Dear Coleen
I’ve been with my boyfriend for nearly a year and I’m totally in love with him. I’m in my mid-20s and he’s a bit older at 30, but it’s a small age gap.
We got together quite quickly – it was very passionate – and I moved into his place when the first lockdown was announced.
Our first few months together were amazing – we’d have sex several times a day and just couldn’t keep our hands off each other. It was actually brilliant being locked down together with no distractions.
Now, though, while it’s clear we both love each other and get on brilliantly as friends, the sex has dwindled to virtually nothing.
I’m always up for it, but he’s just not as interested and I feel rejected when I snuggle up to him and he moves away. I think we’ve had sex once in the past month.
I’m attractive and, dare I say it, pretty sexy, and have never been short of admirers, but my boyfriend just seems to have gone off me and I feel too embarrassed to ask him why. Any ideas?
Coleen says
I know this kind of conversation feels awkward, but I don’t think you should shy away from it. Try to discuss things when you’re feeling calm and not when there’s an expectation of sex.
Tell him how you’re feeling – rejected and worried about where the relationship is heading – and ask him what’s changed for him.
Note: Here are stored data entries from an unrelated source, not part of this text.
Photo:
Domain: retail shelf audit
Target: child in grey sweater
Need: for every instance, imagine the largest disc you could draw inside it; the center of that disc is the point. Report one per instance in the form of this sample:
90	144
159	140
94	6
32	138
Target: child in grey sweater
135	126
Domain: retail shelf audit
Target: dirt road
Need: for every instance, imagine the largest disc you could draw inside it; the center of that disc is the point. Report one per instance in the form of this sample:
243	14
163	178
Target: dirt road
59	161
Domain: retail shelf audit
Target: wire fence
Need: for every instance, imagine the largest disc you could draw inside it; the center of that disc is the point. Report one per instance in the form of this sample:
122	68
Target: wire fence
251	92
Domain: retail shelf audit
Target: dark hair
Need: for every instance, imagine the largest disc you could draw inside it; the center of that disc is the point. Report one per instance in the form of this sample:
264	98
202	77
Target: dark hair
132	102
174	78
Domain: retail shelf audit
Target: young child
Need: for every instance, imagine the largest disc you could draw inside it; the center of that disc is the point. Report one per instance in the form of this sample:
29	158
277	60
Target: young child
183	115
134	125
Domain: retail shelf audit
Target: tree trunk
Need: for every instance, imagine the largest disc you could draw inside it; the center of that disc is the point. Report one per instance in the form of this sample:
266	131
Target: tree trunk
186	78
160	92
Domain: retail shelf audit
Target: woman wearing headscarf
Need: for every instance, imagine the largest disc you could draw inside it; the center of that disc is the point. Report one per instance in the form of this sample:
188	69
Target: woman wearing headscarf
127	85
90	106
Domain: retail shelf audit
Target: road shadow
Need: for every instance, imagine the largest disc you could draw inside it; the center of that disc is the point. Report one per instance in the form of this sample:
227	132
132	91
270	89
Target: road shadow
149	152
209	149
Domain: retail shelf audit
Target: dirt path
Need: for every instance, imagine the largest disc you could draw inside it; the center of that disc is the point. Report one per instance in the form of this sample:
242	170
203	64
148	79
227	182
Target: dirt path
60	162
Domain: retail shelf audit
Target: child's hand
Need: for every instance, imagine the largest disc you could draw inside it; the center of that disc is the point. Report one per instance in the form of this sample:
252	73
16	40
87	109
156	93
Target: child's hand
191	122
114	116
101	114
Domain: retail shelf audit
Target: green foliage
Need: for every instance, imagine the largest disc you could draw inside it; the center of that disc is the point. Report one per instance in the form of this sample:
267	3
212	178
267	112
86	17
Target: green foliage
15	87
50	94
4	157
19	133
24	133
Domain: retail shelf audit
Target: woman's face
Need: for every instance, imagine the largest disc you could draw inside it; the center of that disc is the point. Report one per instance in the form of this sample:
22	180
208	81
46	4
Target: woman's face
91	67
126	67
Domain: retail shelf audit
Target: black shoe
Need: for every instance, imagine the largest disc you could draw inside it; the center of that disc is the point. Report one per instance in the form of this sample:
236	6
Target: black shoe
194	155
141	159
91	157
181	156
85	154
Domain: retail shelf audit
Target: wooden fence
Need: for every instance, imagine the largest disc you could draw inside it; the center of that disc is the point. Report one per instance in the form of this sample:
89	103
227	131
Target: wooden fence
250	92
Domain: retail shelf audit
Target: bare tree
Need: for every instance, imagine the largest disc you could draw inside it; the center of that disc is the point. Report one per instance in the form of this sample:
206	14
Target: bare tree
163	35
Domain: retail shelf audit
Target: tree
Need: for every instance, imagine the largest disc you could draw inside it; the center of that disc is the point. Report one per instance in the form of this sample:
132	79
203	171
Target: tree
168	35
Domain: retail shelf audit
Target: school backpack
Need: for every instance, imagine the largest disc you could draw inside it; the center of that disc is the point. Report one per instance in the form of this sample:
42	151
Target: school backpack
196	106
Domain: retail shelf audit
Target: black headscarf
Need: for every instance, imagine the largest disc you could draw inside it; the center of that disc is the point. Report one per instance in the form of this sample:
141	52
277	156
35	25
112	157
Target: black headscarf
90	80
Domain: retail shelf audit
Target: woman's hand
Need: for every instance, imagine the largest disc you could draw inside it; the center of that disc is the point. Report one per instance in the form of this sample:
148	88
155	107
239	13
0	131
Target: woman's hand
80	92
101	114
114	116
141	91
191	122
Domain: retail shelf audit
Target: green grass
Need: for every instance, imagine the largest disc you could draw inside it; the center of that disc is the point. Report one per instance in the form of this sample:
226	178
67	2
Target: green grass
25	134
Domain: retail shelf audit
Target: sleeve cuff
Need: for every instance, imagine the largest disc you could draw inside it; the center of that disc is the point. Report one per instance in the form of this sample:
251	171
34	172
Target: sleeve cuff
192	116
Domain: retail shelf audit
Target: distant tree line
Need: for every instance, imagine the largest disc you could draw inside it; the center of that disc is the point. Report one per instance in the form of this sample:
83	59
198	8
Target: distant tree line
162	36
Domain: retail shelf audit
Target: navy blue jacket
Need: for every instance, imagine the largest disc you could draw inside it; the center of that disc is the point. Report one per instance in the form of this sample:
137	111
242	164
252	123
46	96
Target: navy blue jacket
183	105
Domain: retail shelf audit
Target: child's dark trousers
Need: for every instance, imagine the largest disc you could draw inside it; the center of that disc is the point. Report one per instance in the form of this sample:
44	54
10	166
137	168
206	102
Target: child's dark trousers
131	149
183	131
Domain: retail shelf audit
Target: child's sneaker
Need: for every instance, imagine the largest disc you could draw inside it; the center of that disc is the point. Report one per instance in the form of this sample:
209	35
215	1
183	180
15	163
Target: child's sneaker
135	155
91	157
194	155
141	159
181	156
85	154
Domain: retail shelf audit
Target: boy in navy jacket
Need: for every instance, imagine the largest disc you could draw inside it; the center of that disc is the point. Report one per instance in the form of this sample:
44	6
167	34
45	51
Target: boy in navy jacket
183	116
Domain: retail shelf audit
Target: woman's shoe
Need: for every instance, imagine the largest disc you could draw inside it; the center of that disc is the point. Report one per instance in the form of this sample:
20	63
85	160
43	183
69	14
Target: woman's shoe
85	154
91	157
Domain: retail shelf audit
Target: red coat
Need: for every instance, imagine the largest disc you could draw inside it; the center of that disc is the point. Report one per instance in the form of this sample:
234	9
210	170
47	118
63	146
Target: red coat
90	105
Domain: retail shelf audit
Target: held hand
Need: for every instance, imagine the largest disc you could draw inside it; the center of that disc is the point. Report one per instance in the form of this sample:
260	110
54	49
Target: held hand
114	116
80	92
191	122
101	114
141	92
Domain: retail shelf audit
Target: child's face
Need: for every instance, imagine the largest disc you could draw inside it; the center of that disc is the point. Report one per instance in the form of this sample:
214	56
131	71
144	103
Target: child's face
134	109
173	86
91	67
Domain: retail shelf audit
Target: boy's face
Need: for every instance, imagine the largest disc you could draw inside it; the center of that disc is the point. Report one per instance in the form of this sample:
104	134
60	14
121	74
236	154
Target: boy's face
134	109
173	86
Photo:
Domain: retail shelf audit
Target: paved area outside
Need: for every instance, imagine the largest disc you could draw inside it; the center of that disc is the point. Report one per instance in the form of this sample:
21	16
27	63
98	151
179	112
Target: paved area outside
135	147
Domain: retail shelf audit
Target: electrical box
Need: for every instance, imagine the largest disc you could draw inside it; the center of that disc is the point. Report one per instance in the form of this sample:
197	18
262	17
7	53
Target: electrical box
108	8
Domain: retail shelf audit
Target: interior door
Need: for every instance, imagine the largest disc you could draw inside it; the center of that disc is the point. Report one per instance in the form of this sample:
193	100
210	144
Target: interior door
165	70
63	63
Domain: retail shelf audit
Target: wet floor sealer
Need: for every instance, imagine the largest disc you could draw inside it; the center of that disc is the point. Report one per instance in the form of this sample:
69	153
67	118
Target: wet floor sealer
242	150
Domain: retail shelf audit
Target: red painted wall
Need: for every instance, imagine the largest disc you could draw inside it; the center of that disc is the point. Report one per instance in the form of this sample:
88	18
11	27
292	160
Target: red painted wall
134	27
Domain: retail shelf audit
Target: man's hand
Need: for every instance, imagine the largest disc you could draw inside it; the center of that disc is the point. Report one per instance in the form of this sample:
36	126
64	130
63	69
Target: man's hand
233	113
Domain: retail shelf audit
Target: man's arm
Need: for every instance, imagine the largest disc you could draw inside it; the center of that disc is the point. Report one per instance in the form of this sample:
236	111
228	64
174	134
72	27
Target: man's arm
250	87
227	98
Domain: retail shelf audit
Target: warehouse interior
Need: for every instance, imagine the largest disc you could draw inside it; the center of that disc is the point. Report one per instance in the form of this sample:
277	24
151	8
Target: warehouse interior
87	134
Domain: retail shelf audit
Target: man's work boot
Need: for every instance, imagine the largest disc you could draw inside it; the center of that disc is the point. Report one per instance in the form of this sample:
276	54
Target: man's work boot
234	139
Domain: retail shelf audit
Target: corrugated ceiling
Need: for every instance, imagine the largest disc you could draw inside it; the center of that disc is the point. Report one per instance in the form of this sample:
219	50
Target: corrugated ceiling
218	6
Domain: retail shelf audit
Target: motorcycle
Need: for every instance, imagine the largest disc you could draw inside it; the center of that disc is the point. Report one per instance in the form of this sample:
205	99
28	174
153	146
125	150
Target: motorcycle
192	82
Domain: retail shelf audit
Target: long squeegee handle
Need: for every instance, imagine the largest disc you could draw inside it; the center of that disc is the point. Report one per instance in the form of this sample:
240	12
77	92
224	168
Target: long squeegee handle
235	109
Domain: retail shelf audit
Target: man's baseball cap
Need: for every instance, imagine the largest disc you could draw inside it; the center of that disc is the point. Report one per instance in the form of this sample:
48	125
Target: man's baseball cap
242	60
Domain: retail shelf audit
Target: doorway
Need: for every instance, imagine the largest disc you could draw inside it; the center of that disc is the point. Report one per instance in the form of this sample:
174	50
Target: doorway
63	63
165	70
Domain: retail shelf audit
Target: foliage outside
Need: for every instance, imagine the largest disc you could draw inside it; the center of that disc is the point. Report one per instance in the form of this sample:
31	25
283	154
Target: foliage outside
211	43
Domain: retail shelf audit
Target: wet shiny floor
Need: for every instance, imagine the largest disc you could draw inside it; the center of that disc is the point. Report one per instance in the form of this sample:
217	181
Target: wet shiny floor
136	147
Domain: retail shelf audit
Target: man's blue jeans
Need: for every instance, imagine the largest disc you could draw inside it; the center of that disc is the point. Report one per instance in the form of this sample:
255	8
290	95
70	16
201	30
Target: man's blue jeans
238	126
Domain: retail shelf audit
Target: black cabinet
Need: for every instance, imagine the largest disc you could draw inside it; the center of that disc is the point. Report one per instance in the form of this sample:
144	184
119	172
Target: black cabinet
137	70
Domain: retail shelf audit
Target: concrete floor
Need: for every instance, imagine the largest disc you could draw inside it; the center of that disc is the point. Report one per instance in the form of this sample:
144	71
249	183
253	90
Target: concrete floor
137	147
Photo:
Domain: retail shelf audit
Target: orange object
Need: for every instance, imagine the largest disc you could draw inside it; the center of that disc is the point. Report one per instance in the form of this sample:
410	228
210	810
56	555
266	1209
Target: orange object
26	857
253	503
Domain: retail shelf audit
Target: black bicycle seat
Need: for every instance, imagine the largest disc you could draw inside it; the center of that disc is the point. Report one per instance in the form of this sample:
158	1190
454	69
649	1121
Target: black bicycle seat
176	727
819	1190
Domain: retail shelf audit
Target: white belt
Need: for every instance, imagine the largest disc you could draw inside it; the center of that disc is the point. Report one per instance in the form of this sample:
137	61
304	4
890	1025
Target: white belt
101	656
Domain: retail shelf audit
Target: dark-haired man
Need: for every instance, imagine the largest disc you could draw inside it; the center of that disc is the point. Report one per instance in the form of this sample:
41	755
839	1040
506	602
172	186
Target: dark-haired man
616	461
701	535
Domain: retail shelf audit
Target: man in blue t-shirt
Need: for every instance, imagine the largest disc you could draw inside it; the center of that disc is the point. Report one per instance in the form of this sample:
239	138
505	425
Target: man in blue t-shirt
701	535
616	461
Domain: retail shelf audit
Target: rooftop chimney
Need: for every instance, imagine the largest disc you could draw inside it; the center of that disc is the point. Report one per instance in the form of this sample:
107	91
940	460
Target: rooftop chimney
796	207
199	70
Maybe it’s a classic rut, helped along by the pressures of lockdown, and he’s already given up making any effort in the bedroom. However, I’d be worried he’s stopped trying so soon into the relationship.
When you first get together, it’s always a sexfest, but you can’t sustain it because you have to get out of bed, get dressed, hold down
a job, do the supermarket shop and so on!
Equally, you’re in your 20s and sex and relationships should be fun, and shouldn’t make you feel insecure and unattractive.
If you do see a future for the two of you, communication will be vital for the success of the relationship, so bite the bullet and ask him what’s going on.